J'ai déjà eu l'occasion de dire les sentiments que m'inspire l'été et le goût qu'il me donne pour l'Amérique latine. Le printemps aussi m'inspire des rêveries exotiques et dès les premiers bourgeons, je rêve de cerisiers en fleurs et les billets sur le blog de mon amie, Cléophée looking at the sky, sur ce thème accentuent encore ce désir. C'est l'occasion de mettre ici un peu de culture japonaise, culture à laquelle je me suis intéressé d'abord au sujet des jardins secs, puis en lisant Le Livre du thé de Kakuzô Okakura.
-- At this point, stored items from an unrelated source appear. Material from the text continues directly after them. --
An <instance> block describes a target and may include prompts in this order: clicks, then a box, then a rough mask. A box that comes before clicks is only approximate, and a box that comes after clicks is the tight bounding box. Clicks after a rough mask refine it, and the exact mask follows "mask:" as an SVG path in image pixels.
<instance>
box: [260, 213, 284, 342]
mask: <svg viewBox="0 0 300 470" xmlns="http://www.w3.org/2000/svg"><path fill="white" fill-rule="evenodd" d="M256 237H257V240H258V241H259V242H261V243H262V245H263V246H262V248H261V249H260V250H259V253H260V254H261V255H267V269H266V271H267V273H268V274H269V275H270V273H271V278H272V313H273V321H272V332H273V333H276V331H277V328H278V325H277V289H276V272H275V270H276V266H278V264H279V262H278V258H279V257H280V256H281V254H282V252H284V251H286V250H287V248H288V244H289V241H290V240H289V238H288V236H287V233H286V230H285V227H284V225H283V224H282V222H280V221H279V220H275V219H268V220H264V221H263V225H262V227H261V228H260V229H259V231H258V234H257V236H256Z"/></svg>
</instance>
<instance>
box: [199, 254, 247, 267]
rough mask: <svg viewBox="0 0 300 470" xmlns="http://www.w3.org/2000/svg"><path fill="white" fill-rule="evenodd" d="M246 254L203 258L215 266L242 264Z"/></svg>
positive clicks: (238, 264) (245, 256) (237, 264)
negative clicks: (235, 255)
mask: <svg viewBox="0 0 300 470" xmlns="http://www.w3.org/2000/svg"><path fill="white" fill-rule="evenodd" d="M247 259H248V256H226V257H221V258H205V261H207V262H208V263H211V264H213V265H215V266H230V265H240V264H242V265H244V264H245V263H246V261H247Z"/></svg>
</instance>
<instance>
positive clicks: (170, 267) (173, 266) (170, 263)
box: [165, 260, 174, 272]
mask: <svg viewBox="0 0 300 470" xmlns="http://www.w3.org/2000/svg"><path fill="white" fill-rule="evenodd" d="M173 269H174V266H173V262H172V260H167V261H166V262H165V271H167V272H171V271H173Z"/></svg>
Culture qui néanmoins reste pour moi absolument mystérieuse, complètement étrange, mais pour cette raison d'autant plus fascinante. Les poèmes courts (tanka, haïku...) sont, à cet égard, tout à fait emblématiques. Je les vois comme de petits grains d'opacité, ou plutôt de petits grains de croustillance. De petites pièces sur des sujets très familiers, mais que la brièveté rend formidablement contingentes. Et c'est cette contingence même qui laisse subodorer, imaginer plutôt d'entrevoir, tout un univers de sens, de pensées et de sensualité.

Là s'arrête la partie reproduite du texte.